A Tale of Web Crawler Optimization

We Boldly Go (where many have gone before)

We are on a mission to index all the internal pages of a site. To make this more interesting we have decided to apply as much over engineering as time allows. This means:

Crawling as quickly as we can
Crawling the biggest websites we can

Now, I'm hardly a master at really deep performance optimization and I'm pretty new to Go, but we are going to have a shot at making our crawler as fast as possible anyway.

In this we are going to have to balance a few things:

speed of processing discovered pages
stability - especially for large sites
code readability and maintainability

In The Beginning

After standing up a basic scraper (for extracting links) and crawler (for queuing up and following pages) it was time to see if our concurrency model was operational.

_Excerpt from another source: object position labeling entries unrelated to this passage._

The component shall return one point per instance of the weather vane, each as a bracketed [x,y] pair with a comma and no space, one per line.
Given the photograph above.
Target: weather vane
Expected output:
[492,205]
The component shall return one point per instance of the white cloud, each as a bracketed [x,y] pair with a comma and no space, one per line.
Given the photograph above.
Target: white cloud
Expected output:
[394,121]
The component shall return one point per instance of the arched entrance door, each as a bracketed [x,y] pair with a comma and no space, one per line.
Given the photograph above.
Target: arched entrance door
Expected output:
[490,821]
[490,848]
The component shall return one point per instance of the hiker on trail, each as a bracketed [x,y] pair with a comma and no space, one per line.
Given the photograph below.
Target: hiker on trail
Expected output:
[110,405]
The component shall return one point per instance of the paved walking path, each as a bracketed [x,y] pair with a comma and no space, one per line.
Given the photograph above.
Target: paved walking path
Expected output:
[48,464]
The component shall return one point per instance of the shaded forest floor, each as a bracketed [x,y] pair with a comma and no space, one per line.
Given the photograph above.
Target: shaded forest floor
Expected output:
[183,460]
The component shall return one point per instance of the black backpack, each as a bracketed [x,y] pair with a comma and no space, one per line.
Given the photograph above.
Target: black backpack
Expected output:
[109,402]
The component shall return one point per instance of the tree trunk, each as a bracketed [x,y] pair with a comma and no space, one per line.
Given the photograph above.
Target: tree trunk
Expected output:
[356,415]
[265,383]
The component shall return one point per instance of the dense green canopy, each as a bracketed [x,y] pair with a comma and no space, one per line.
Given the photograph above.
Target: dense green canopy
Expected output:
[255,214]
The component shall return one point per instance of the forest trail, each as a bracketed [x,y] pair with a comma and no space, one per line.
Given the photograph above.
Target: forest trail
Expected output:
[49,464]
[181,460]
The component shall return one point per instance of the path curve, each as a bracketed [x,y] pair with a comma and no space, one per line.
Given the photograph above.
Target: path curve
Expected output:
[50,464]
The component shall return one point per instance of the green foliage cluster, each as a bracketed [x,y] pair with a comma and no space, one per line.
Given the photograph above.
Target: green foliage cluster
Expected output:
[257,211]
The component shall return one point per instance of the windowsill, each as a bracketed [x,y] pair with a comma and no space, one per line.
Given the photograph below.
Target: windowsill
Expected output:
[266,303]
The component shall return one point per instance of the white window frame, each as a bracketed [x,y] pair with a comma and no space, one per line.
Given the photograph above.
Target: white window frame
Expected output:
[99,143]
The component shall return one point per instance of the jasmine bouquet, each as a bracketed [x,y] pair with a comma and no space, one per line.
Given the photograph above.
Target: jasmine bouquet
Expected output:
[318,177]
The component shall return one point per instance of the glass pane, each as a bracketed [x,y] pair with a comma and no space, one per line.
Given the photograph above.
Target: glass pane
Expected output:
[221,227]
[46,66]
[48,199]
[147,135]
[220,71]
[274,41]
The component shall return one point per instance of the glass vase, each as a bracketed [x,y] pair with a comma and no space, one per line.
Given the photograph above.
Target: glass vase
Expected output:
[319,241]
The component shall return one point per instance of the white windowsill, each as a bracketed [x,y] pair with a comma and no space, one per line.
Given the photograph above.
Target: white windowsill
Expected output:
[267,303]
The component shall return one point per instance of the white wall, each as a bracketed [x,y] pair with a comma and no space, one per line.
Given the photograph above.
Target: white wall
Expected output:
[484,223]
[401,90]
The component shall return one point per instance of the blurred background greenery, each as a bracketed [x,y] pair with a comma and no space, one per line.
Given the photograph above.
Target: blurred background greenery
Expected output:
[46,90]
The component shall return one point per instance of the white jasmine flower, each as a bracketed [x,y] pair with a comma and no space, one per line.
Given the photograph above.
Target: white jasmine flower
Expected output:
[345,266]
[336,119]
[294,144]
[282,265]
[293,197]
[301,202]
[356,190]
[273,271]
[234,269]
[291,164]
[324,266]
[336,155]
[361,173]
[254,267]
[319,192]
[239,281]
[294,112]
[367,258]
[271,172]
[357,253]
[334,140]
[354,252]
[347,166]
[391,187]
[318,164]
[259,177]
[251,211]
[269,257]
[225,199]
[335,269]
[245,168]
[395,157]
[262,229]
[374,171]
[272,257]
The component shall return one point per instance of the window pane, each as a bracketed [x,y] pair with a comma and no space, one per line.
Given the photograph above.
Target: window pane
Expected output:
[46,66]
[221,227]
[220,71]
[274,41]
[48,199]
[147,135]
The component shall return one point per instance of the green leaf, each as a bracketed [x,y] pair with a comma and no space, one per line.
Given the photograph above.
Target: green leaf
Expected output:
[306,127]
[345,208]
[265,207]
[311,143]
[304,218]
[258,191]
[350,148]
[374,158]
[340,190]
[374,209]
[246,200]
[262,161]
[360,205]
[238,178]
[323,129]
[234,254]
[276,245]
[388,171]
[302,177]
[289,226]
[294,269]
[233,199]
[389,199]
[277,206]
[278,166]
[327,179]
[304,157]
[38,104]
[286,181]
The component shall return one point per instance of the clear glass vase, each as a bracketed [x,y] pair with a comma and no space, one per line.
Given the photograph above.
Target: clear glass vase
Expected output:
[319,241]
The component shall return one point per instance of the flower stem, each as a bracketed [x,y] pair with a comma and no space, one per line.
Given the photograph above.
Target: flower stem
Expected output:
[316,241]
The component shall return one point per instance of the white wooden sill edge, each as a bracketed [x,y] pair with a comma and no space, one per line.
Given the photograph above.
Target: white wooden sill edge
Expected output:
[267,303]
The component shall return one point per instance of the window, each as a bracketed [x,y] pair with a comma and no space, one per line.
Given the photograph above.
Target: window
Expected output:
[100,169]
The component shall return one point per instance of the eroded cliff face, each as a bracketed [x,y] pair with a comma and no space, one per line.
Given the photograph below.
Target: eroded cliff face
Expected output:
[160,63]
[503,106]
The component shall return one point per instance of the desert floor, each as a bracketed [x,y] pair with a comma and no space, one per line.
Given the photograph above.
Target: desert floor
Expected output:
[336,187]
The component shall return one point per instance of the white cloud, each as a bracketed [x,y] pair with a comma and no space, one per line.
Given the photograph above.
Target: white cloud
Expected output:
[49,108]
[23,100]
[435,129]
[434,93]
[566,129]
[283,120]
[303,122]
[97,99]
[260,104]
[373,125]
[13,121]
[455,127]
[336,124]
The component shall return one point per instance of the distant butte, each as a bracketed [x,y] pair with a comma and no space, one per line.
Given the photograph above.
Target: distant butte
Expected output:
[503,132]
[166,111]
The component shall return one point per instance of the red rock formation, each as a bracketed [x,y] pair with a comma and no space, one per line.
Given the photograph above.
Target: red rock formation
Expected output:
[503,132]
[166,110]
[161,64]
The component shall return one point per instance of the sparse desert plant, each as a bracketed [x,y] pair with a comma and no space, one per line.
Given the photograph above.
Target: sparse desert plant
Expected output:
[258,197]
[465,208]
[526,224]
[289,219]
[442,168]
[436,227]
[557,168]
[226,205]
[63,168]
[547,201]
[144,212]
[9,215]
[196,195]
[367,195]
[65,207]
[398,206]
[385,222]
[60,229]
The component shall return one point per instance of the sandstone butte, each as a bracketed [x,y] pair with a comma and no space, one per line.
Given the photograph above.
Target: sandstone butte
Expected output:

We can predict that I/O should be the biggest bottleneck on performance - if we only scrape one page at time even a small site will take an age to crawl. So we need to bring up parallel requests to make better use of resources availble to us - yet still maintain control over concurrency.

First we run a range of worker counts to asses if our concurrency model is working. We aren't doing any averaging of results here so the numbers are not accurate - we are just looking to get a feel for how our concurrency is performing.

Site	Pages	1 Worker	10 Workers	25 Workers	50 Workers	100 Workers	1000 Workers	10000 Workers
https://www.magicleap.com	109	2167ms	712ms	830ms	576ms	469ms	525ms	761ms
https://www.akqa.com	417	27348ms	2722ms	2476ms	2603ms	2405ms	1674ms	2521ms
https://monzo.com	1351	747346ms	90327ms	36993ms	21567ms	17062ms	16335ms	18041ms

The results are encouraging - we definitely have parallel operations taking place and we are getting some benefits from them!

Lets not get too excited though, at this stage we are keeping all the pages in memory before moving on to write out the results and these websites are pretty tiny.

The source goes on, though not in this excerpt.